En esta edición, una nota apunta a mostrar cómo lo vive la ciudad de donde eran los acusados. En la crónica de Nicolás García Recoaro lo que se trasluce son testimonios sensatos de zarateños. Que «no queremos ser estigmatizados», que «si en el futuro salen de la cárcel, salgan mejores»; que «es una tragedia que nos invita a hacer un mea culpa de cómo se naturalizó la violencia»; que «no son monstruos, son humanos».
Nos encantaría pensar que son monstruos, salidos de la nada. Tenían todos los condimentos: clasismo, elitismo, rugbiers, en Gesell, en verano. Pero resulta que no son de clase alta, más bien de clase media. Y ni siquiera todos son rugbiers. Quizás sucede que la violencia naturalizada en las distintas capas sociales muestra cada vez más caras, como un volcán en explosión, en medio de un descreimiento en ascenso de la sociedad (y sobre todo los jóvenes) hacia el sector político y judicial. Y en el medio, avanzan las fuerzas reaccionarias que les prometen un mundo ideal donde todo depende de ellos, de nadie más. Que el otro no importa. Y si hay que pisotearlo para «progresar», se pisotea.

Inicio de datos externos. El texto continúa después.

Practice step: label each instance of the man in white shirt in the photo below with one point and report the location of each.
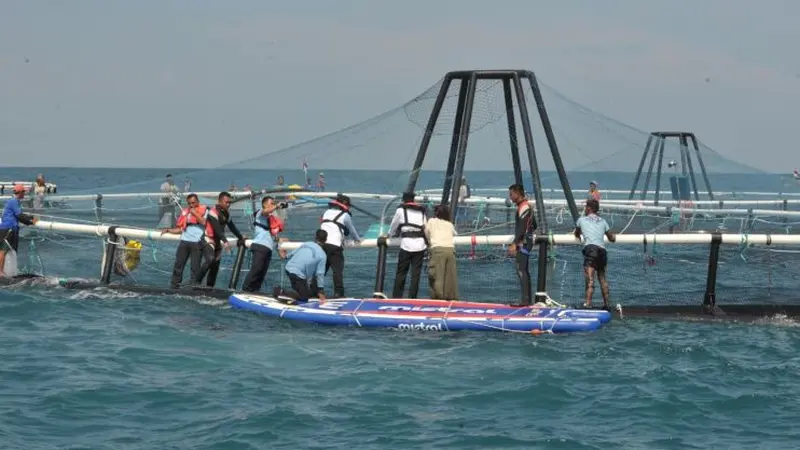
(167, 204)
(336, 221)
(409, 223)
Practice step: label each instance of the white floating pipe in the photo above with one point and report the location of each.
(560, 239)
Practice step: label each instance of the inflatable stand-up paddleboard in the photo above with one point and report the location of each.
(428, 315)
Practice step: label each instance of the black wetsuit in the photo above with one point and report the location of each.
(211, 261)
(524, 224)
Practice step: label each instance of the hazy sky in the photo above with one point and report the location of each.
(204, 83)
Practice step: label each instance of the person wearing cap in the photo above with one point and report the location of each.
(321, 182)
(166, 204)
(593, 192)
(9, 225)
(337, 222)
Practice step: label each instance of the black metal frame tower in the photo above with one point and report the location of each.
(656, 142)
(512, 85)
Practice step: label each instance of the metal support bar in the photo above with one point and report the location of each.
(710, 297)
(380, 270)
(236, 270)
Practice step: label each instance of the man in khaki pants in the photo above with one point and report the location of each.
(442, 274)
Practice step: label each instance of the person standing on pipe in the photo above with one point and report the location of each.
(338, 224)
(191, 225)
(220, 218)
(595, 259)
(524, 225)
(9, 227)
(409, 223)
(267, 227)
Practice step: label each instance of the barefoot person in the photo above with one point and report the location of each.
(520, 249)
(9, 226)
(595, 259)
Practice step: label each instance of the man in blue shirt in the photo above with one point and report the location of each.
(9, 225)
(191, 225)
(266, 228)
(305, 264)
(595, 259)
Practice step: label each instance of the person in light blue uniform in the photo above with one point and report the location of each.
(266, 227)
(191, 226)
(595, 259)
(305, 264)
(9, 225)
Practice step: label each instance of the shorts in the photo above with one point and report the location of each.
(9, 239)
(595, 256)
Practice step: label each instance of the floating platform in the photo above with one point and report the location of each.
(426, 315)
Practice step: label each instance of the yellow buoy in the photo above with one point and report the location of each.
(133, 251)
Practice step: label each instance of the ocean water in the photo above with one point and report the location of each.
(108, 369)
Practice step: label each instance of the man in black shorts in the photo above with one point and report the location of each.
(595, 259)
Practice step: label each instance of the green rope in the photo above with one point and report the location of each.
(552, 254)
(152, 244)
(743, 246)
(480, 215)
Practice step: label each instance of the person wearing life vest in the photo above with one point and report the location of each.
(191, 225)
(593, 191)
(9, 225)
(219, 217)
(338, 223)
(267, 226)
(409, 223)
(524, 224)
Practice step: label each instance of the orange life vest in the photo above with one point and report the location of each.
(188, 219)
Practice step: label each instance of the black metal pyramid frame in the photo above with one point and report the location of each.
(512, 85)
(656, 142)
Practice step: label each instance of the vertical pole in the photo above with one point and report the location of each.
(702, 166)
(380, 270)
(658, 173)
(429, 129)
(541, 279)
(653, 155)
(534, 165)
(551, 141)
(512, 130)
(710, 298)
(685, 150)
(641, 166)
(237, 266)
(462, 142)
(454, 140)
(111, 252)
(98, 207)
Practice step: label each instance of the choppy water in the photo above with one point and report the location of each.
(110, 370)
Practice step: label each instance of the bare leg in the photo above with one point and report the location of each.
(601, 275)
(588, 276)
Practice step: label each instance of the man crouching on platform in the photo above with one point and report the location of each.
(595, 258)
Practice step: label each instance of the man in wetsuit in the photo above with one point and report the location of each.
(409, 223)
(9, 225)
(220, 217)
(524, 224)
(595, 259)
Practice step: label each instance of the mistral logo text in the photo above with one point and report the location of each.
(420, 326)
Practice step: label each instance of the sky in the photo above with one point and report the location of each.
(205, 83)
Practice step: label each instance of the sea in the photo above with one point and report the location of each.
(109, 369)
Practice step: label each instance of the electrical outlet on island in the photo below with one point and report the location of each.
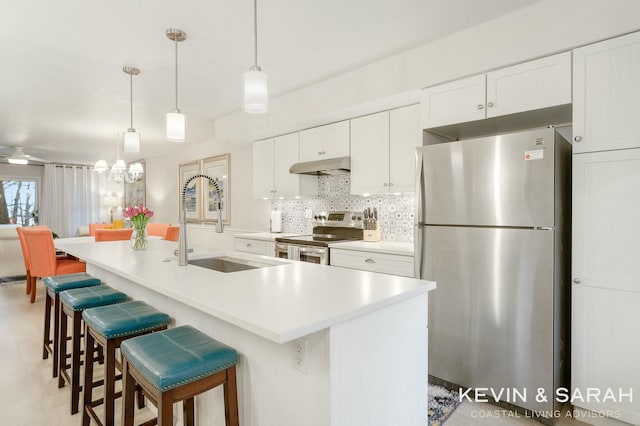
(300, 355)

El tema es cómo se responde ante los contextos actuales. Hay hipocresías y algo paradojal: muchas de las mismas personas que saltan horrorizadas ante este caso descreen o minimizan el intento de asesinato a la vicepresidenta. Muchas que piden investigar a la jueza del caso Lucio se oponen a cualquier transformación del sector judicial. Denunciamos el racismo de «los rugbiers» pero ahondamos la supuesta grieta entre la clase media que come sushi y los sectores populares choriplaneros. Y hay, por qué no, sectores que avalan la violencia, y hasta les resulta funcional.

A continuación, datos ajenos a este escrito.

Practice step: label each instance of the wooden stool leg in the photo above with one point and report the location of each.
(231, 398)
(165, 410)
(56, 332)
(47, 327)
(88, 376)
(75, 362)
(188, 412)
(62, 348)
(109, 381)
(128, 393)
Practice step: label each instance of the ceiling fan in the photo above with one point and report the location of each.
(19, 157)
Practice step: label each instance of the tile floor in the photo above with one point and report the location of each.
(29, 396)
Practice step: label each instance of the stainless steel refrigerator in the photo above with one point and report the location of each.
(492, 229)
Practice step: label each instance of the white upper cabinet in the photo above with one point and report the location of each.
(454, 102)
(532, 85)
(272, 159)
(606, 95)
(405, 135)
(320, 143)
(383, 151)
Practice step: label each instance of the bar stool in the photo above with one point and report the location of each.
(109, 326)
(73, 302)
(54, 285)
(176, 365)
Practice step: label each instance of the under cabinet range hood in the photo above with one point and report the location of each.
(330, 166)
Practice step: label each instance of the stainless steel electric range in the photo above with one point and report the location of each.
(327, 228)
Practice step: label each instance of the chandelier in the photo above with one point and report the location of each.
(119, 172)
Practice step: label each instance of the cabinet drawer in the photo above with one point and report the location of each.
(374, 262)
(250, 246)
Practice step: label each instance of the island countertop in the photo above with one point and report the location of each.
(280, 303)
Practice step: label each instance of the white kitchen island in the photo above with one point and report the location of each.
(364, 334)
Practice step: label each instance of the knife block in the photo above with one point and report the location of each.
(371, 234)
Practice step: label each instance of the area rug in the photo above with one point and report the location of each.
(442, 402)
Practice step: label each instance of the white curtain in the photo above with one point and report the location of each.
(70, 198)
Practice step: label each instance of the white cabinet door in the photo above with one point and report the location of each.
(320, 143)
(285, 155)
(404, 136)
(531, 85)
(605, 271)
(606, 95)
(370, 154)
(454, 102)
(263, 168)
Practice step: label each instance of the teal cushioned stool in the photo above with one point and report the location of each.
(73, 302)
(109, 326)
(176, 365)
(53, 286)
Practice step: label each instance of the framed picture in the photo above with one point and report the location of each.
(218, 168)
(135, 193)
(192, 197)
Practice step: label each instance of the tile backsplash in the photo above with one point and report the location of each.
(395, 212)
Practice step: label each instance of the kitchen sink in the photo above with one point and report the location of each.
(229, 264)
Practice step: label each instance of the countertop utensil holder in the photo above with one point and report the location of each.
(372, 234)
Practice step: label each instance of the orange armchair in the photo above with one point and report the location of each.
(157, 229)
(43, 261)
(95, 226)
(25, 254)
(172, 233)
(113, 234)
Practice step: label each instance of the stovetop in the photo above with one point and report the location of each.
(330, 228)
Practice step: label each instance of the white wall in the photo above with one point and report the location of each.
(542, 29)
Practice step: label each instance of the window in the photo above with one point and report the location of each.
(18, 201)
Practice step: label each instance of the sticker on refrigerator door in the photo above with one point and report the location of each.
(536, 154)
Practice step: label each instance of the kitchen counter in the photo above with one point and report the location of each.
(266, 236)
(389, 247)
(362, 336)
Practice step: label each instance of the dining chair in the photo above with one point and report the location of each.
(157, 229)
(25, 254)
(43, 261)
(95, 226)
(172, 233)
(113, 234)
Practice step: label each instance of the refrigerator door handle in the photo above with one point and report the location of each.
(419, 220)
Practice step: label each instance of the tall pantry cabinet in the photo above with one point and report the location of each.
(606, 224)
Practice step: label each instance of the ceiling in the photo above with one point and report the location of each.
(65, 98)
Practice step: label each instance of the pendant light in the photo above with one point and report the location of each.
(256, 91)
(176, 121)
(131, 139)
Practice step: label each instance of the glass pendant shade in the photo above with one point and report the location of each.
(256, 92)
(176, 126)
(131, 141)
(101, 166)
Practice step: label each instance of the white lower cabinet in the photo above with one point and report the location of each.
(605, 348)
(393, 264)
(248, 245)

Lo vimos días atrás con las achuras: se necesita poco (apenas un par de mensajes de audios) para viralizar y paranoiquear a miles de personas. Transitamos épocas en las que nos piden no frenar, no analizar, no hay tiempo. No se pueden pensar contextos ni circunstancias. Elegimos creer, y que la realidad nos convalide nuestros preconceptos. Hay que tomar posición y gritar hasta que el partido termine, no importa cómo ni con cuántos jugadores en la cancha, pero que ganen los nuestros. No importa si el escenario que permitió que ocho o más pibes maten a otro pibe a la salida de un boliche no cambió. Que fue en Gesell como pudo ser Zárate o CABA. Que habrá condenas mañana (y se las merecen quienes cometieron el asesinato) pero que no cambió el por qué. No. No hay tiempo.

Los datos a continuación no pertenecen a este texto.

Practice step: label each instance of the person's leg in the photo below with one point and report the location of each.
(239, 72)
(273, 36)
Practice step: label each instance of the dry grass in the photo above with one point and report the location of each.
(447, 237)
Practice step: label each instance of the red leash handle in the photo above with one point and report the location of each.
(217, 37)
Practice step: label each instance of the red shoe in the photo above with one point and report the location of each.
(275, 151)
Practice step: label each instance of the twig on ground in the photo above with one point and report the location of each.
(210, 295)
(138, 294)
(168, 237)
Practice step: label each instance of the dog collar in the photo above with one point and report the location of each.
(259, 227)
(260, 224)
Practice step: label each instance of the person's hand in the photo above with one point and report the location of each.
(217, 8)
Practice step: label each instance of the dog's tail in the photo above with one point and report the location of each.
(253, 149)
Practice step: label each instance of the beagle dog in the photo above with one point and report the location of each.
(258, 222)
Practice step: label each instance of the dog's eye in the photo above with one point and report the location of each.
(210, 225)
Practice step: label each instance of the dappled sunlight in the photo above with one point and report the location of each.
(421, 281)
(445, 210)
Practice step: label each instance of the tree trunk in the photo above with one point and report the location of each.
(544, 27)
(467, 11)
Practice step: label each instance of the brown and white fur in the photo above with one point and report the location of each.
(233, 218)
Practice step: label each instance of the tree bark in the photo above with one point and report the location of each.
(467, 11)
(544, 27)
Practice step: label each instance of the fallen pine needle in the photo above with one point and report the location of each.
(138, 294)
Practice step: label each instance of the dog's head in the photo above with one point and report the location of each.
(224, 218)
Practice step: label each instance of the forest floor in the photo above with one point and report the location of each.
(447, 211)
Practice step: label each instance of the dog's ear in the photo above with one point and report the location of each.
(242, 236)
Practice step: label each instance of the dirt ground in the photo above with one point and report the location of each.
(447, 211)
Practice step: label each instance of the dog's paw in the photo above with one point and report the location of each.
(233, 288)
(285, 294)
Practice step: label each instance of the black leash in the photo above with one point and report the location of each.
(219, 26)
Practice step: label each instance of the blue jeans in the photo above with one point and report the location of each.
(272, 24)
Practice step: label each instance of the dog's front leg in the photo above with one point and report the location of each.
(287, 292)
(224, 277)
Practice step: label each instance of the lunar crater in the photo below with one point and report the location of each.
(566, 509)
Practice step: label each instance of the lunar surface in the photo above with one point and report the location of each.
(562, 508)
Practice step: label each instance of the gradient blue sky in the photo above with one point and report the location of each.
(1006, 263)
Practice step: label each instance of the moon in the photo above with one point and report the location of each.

Quizá Lucio y Fernando hayan sido víctimas de algo más que sus asesinxs. Quizás hayan sido los cuerpos golpeados hasta morir de un sistema que pide a gritos ser modificado estructuralmente, con poderes del Estado que no llegan, no contienen ni previenen, o juzgan de acuerdo a lo que les dicta cada momento. Pero en la Argentina nadie escucha esos gritos de ayuda. Estamos todos gritándonos entre nosotros.